Producing hydrocarbons from a wellbore drilled into a geological formation is a remarkably complex endeavor. In many cases, decisions involved in hydrocarbon exploration and production may be informed by measurements from downhole well-logging tools that are conveyed deep into the wellbore. The measurements may be used to infer properties and characteristics of the geological formation surrounding the wellbore.
One type of downhole well-logging tool uses nuclear magnetic resonance (NMR) to measure the response of nuclear spins in formation fluids to applied magnetic fields. Many NMR tools have a permanent magnet that produces a static magnetic field at a desired test location (e.g., where the fluid is located). The static magnetic field produces an equilibrium magnetization in the fluid that is aligned with a magnetization vector along the direction of the static magnetic field. A transmitter antenna produces a time-dependent radio frequency magnetic field that is perpendicular to the direction of the static field. The radio frequency magnetic field produces a torque on the magnetization vector that causes it to rotate about the axis of the applied radio frequency magnetic field. The rotation results in the magnetization vector developing a component perpendicular to the direction of the static magnetic field. This causes the magnetization vector to align with the component perpendicular to the direction of the static magnetic field, and to precess around the static field.
The time for the magnetization vector to re-align with the static magnetic field is known as the longitudinal magnetization recovery time, or “T1 relaxation time.” The spins of adjacent atoms precess in tandem synchronization with one another due to the precession of the magnetization vector.
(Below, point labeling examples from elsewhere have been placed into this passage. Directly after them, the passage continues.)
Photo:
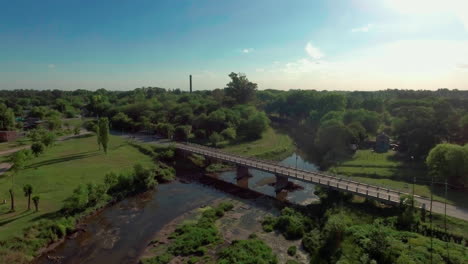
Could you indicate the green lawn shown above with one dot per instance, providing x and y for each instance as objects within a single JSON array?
[
  {"x": 273, "y": 145},
  {"x": 385, "y": 169},
  {"x": 57, "y": 172}
]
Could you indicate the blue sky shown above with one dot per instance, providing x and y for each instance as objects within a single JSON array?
[{"x": 310, "y": 44}]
The time for the precession of the spins of adjacent atoms to break synchronization is known as the transverse magnetization decay time, or “T2 relaxation time.” Thus, the measurements obtained by downhole NMR tools may include distributions of the first relaxation time T1, the second relaxation time T2, or molecular diffusion, or a combination of these. For example, a downhole NMR tool may measure just T2 distribution, or the tool may measure a joint T1-T2 distribution or T1-T2-D distribution.
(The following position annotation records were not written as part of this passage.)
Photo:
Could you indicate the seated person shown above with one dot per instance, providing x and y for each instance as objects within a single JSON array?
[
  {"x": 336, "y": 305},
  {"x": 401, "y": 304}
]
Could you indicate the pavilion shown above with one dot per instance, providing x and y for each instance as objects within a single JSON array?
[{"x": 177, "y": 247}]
Downhole NMR tools are used to obtain a number of formation evaluation measurements. Among other things, downhole NMR tools may be used to evaluate the presence of fluids in the geological formation. In particular, the T1 or T2 distributions may be used for estimation of fluid volumes. One method for fluid volume estimation applies user-specified cutoffs to partition the T2 (or T1) distribution. The cutoffs are determined empirically from core measurements or are based on local knowledge. The application of cutoff-based methodology assumes that the responses of different fluids are independent in the T2 domain.
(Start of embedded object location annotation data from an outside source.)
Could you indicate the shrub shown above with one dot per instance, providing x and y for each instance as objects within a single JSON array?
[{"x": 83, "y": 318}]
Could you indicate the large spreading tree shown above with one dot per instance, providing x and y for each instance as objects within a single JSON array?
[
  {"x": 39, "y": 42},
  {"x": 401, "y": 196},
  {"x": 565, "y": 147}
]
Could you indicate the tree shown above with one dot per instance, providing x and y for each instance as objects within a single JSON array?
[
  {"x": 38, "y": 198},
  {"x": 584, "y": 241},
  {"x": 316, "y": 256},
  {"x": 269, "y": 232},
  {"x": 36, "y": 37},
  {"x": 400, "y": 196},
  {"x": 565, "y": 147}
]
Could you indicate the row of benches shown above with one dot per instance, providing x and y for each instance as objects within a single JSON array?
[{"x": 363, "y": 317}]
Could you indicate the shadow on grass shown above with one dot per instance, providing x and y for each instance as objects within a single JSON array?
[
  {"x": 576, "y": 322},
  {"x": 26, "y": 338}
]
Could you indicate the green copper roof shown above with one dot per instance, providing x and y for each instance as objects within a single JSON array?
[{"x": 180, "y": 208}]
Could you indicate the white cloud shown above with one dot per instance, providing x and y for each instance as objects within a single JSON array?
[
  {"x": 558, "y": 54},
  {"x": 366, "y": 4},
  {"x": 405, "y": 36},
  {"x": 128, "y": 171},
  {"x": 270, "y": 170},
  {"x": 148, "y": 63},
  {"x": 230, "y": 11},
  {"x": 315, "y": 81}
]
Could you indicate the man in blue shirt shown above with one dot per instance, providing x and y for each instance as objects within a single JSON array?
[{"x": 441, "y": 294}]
In many cases, however, the T1 and T2 responses overlap. As such, the cutoff-based methodology may be inaccurate and/or imprecise. Various methods have been proposed to overcome this issue. One of those methods is based on Diffusion-T2 map; however, in the nanometer-size pores of shale reservoirs, the intrinsic T2 relaxation dominates the relaxation mechanism. As a result, accurately measuring diffusion in these reservoirs may be difficult or impossible. Another method involves the use of wet clay porosity (WCLP) and an independent estimate of water saturation to remove the water signal. Yet this method relies on a very accurate value of WCLP, which may involve a core measurement. As such, it may be very difficult to accurately identify fluid volumes using NMR measurements in organic shale reservoirs.